As a refugee in Cuba during and some years after the end of WWII, Dr. Neumann initially worked as a foreman at a textile factory, while lecturing on art in the evenings to both other escapees and Cuban audiences. Realizing that Cuba lacked a world-class museum, he undertook a major role in the creation of Havana’s Palacio de Belles Artes. During this period, he also began an effort to recover his collection but was consistently thwarted by various Austrian museum and cultural officials. In the early 1950s,
Dr. Neumann relocated from Havana to New York City to be closer to his daughters. He died in New York in 1959. In the late 1990s, when museums around the world had come to agreements on restituting works of art stolen by the Nazis, his grandchildren resumed the fight for the recovery of his collection. To date, some 16 pieces have been returned to the family, of which 14 are in this exhibition.

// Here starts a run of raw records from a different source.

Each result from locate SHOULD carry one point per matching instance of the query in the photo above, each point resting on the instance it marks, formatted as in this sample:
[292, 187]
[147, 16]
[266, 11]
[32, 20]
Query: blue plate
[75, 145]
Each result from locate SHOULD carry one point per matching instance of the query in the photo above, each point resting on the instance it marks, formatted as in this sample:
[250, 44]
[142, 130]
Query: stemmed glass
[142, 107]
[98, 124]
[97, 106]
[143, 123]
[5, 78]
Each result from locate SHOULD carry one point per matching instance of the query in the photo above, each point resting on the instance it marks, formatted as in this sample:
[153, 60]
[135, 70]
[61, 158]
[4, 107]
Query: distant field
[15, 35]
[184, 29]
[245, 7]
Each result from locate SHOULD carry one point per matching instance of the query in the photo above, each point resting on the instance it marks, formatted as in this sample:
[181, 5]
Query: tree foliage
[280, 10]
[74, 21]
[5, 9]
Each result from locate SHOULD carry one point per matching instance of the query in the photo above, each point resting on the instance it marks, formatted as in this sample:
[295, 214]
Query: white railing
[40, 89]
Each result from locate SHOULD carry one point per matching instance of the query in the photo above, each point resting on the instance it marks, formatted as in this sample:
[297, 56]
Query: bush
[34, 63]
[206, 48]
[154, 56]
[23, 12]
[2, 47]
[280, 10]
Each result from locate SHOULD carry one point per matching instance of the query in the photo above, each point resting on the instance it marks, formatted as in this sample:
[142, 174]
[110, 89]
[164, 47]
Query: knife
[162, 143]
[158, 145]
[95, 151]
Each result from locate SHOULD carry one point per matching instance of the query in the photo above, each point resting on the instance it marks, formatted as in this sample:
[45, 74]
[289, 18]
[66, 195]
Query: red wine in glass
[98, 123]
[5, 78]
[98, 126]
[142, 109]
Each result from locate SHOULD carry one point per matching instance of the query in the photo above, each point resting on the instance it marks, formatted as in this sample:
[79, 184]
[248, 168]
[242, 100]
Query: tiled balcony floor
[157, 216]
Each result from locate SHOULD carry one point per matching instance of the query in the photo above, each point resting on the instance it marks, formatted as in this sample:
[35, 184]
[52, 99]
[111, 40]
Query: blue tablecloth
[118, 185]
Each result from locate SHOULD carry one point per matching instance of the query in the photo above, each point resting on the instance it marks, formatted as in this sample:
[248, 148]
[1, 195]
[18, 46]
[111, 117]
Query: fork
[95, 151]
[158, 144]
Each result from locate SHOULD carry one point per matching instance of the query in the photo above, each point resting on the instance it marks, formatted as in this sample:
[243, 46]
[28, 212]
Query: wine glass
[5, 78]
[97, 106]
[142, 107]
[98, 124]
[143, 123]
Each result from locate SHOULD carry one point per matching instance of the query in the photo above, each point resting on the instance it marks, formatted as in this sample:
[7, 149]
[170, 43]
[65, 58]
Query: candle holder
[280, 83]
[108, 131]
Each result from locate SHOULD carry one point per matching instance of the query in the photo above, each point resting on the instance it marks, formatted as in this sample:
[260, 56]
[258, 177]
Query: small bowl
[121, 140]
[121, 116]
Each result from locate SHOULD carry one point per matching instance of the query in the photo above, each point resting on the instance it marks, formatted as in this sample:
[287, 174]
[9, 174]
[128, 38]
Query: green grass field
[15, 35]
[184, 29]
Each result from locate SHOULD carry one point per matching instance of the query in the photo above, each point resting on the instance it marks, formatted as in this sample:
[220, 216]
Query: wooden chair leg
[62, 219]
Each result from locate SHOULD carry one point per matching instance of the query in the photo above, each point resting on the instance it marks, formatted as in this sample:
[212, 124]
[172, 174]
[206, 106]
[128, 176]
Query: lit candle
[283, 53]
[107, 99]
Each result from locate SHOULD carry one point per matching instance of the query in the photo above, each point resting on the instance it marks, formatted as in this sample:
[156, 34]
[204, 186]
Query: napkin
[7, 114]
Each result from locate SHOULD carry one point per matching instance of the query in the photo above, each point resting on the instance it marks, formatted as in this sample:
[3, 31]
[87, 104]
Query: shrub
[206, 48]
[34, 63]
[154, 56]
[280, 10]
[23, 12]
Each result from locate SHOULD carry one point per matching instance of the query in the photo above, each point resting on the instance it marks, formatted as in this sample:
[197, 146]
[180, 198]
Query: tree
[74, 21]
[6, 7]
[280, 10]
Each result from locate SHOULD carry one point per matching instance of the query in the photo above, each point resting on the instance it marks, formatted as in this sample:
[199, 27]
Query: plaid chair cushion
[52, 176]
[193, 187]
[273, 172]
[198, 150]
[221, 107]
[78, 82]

“My grandfather had a deep love and understanding of timeless fine art, and of its importance to a civilized society,” Tom Selldorff, grandson of Richard Neumann, said. “It’s been a privilege to work on recovering some of his collection and to pass his passion on to our children and grandchildren.”
A personal collection
Recognizing the very personal nature of the works in What the Nazis Stole from Richard Neumann, the design of the exhibition will emphasize that the collection was private property kept in the home, by creating a space that evokes what a family parlor in Vienna of this period might have looked like.
A floor-to-ceiling reproduction will be created, made from a photograph of the family’s Vienna home. Period-appropriate seating will also be included, so that visitors can view part of the collection from the vantage point they would have had as guests of the Neumann’s. There will also be books in this parlor seating area that relate to the topic of Nazi-era provenance and restitution claims, underscoring the challenges that many families have faced since the end of World War II.

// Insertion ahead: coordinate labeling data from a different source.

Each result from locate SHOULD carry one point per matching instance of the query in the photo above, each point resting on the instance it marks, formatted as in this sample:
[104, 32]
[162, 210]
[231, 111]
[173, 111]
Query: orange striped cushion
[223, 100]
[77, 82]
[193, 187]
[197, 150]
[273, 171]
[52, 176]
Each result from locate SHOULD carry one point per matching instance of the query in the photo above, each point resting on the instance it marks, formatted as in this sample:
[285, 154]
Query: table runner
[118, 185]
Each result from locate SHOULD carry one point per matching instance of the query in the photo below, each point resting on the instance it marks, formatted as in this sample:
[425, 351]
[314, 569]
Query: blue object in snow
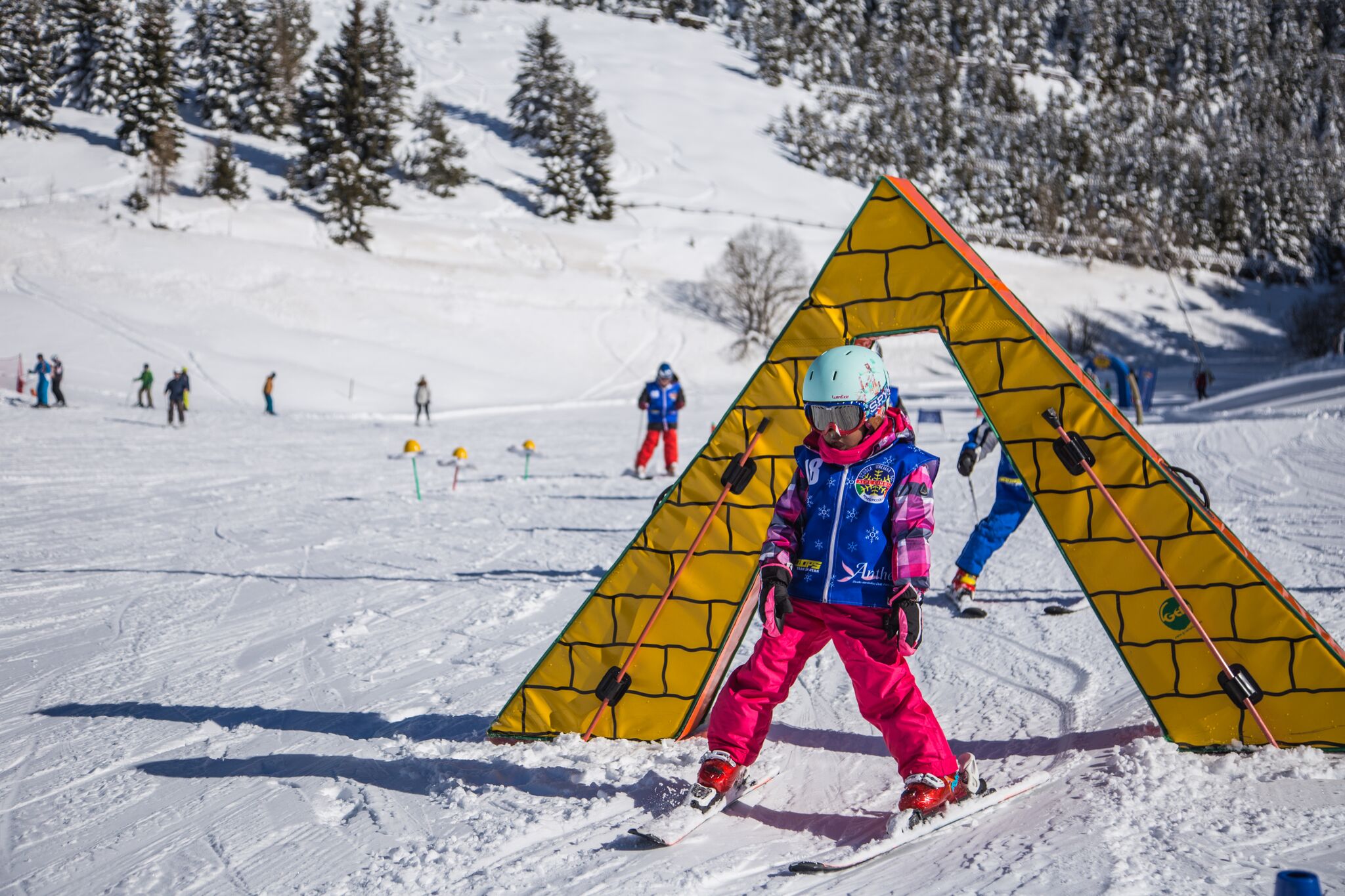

Throughout the exhibition, information will be presented that engages art history, historical context—in particular, how these works were seen and presented at the time Neumann lived in Vienna—and the process by which the Neumann family was deprived of these works. Because Neumann wrote extensively on aesthetic theory in European art and art historical trends, the exhibition is an opportunity to explore attitudes towards Old Master paintings from the early 20th century—just as Vienna was becoming a center for modern art.
Supporting the exhibition’s focus on restitution, and the research required for that process, a couple of paintings will be installed so that visitors can view both the front and back, to illustrate how the backs of frames and backing boards can be used as keys to trace a work’s provenance.

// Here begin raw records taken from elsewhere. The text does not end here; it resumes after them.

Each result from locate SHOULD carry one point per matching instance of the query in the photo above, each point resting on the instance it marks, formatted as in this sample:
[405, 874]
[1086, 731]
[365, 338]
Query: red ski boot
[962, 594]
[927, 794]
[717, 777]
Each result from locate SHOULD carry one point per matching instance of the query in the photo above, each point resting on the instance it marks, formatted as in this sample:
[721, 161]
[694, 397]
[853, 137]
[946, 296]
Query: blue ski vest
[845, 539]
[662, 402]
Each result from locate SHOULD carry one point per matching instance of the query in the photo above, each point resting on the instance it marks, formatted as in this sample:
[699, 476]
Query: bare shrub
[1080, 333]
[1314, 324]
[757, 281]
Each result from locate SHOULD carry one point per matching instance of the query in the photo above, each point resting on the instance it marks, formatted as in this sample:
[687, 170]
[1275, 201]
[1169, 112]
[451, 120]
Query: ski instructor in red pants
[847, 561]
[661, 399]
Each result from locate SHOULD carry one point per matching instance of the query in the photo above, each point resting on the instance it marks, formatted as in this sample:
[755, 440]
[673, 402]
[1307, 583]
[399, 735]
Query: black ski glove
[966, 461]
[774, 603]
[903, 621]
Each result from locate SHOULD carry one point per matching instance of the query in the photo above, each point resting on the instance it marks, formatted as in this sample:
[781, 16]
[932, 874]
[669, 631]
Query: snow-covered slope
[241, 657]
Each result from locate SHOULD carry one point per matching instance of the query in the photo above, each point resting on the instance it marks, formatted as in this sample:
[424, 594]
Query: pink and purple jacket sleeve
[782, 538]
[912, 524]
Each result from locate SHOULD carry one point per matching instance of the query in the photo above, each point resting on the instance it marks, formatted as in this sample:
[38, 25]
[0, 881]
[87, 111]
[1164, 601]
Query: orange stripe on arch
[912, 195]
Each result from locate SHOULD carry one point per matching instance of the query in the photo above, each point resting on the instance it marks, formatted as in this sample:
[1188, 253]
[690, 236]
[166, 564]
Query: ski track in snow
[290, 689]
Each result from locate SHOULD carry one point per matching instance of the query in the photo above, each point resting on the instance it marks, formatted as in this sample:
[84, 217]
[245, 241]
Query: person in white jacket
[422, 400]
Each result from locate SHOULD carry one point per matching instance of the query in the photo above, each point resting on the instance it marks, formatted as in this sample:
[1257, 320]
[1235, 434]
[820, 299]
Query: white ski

WAM’s exhibition builds on an earlier presentation that included two other restituted works from the Neumann collection. In 2010, Martin Johann Schmidt’s Saint Florian and Saint Neopomuk—the two outer panels of a triptych by the prolific 18th century artist who was known as the “Kremser Schmidt” after his hometown of Krems—were featured in the exhibition The Secret Life of Art: Mysteries of the Museum Revealed at the Currier Museum of Art in Manchester, N.H. More recently, the large format works (which are not included in WAM’s exhibition) were sold to an Austrian museum by Neumann’s heirs.